Olivia Gilbert, Columnist

For most us, recycling is second nature. The three-R chant of reduce, reuse, recycle has been ingrained in us since kindergarten, when the little blue bin with white arrows sat in the corner of the classroom like a shrine. Recycling, we were taught, is an indisputable public good, the environmental equivalent of the Golden Rule. It will save the planet. The impact of these habits and values instilled in us from an early age is evident here at Whitman, where twice in the past week I’ve witnessed students admonishing professors for various sins of paper waste.

“Couldn’t you have printed that double-sided?” One student said to a professor whose notes, printed single-sided, were laid out on the table in front of him.

A few days later, another student in a different class requested that the professor to upload our class material to CLEo, the school’s online portal, rather than printing copies. The professor compromised, agreeing to allow those students who preferred not to have a physical copy to sign their names on a list.

These incidents prove that Whitman students care about conserving resources. But they also speak to our alarming cultural tendency to over-emphasize the benefits of recycling in favor of more impactful (and often less glamorous) environmental actions, like eating less meat or opting to bike or walk over driving.

While recycling helps counter the throwaway culture of consumerism, in terms of reducing the nation’s carbon footprint, the efficacy of recycling depends on what’s being recycled.

According to EPA official J. Winston Porter in John Tierney’s New York Times article “The Reign of Recycling,” recycling everything isn’t beneficial for the environment.

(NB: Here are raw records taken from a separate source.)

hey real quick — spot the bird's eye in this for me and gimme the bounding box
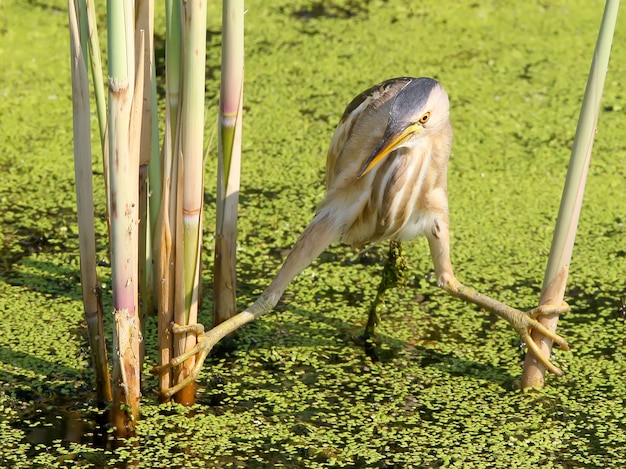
[419,112,430,124]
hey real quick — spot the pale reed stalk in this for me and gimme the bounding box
[521,0,620,388]
[171,0,208,405]
[68,0,112,407]
[107,0,142,435]
[213,0,244,326]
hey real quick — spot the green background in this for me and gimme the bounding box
[0,0,624,467]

“It makes sense to recycle commercial cardboard and some paper, as well as selected metals and plastics,” he says. “But other materials rarely make sense, including food waste and other compostables.”

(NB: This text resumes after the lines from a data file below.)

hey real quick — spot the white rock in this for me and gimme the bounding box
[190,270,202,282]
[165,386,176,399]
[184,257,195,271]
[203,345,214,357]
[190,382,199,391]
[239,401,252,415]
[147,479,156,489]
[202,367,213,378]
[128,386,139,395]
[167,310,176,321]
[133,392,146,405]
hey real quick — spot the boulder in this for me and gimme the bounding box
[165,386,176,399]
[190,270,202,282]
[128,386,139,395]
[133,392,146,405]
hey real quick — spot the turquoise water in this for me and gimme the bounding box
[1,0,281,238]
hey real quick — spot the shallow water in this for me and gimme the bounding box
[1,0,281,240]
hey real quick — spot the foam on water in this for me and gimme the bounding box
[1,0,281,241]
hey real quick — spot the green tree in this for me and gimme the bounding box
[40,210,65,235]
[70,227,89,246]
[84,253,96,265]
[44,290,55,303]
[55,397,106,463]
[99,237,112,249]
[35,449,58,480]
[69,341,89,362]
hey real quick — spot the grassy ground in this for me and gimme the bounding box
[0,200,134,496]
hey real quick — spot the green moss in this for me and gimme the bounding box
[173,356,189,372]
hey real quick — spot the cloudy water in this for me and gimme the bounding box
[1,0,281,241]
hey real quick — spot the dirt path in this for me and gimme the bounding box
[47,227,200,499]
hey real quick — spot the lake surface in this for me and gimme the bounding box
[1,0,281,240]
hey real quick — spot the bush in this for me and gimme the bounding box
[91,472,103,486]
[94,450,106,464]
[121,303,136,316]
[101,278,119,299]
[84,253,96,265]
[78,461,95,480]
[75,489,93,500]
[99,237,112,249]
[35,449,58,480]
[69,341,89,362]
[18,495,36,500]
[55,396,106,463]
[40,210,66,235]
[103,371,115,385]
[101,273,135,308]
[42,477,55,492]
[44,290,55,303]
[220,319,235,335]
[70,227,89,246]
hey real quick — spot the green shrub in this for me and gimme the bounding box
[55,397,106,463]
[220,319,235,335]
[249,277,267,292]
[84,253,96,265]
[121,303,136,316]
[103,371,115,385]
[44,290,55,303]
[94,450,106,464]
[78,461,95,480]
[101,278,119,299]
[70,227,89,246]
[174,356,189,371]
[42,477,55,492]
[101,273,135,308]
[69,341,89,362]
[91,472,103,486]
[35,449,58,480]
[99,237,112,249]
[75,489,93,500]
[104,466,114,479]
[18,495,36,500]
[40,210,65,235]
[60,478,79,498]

Our political leaders, however, are all too eager to perpetuate the myth that the more we recycle, the better. Forward-thinking cities like Seattle and San Francisco have both adopted zero-waste policies. New York City’s Mayor Bill De Blasio recently announced the city is joining the movement, championing recycling as “the way of the future if we’re going to save our earth.”

Far from the environmental panacea De Blasio depicts it as, recycling is effective only in a limited sense.

“The zero-waste goal makes no sense at all,” said Porter. “It’s very expensive with almost no real environmental benefit.”

The article goes on:

“According to the EPA’s estimates, virtually all the greenhouse benefits—more than 90 percent—come from just a few materials: paper, cardboard, and metals like the aluminum in soda cans.”

Recycling one ton of metal or paper saves three tons of CO2, while recycling other materials, like plastic and glass, have a much smaller payoff. Compare that to the 3,000 pounds of CO2 potentially saved each year simply by not consuming meat.

“Once you exclude paper products and metals, the total annual savings in the United States from recycling everything else in municipal trash—plastics, glass, food, yard trimmings, textiles, rubber, leather—is only two-tenths of 1 percent of America’s carbon footprint.”

It’s easy to ask a professor to print double-sided. In many places, and certainly at Whitman, it’s easy to recycle. As citizens, Whitman students, and future leaders, we cannot afford to merely follow the status quo and tell ourselves we are saving the world because we compost and sort paper from plastic. If we are to have any hope of leaving behind a habitable world for future generations, we need to make lifestyle changes that are truly environmentally impactful—and we need to be brave enough to spread the word.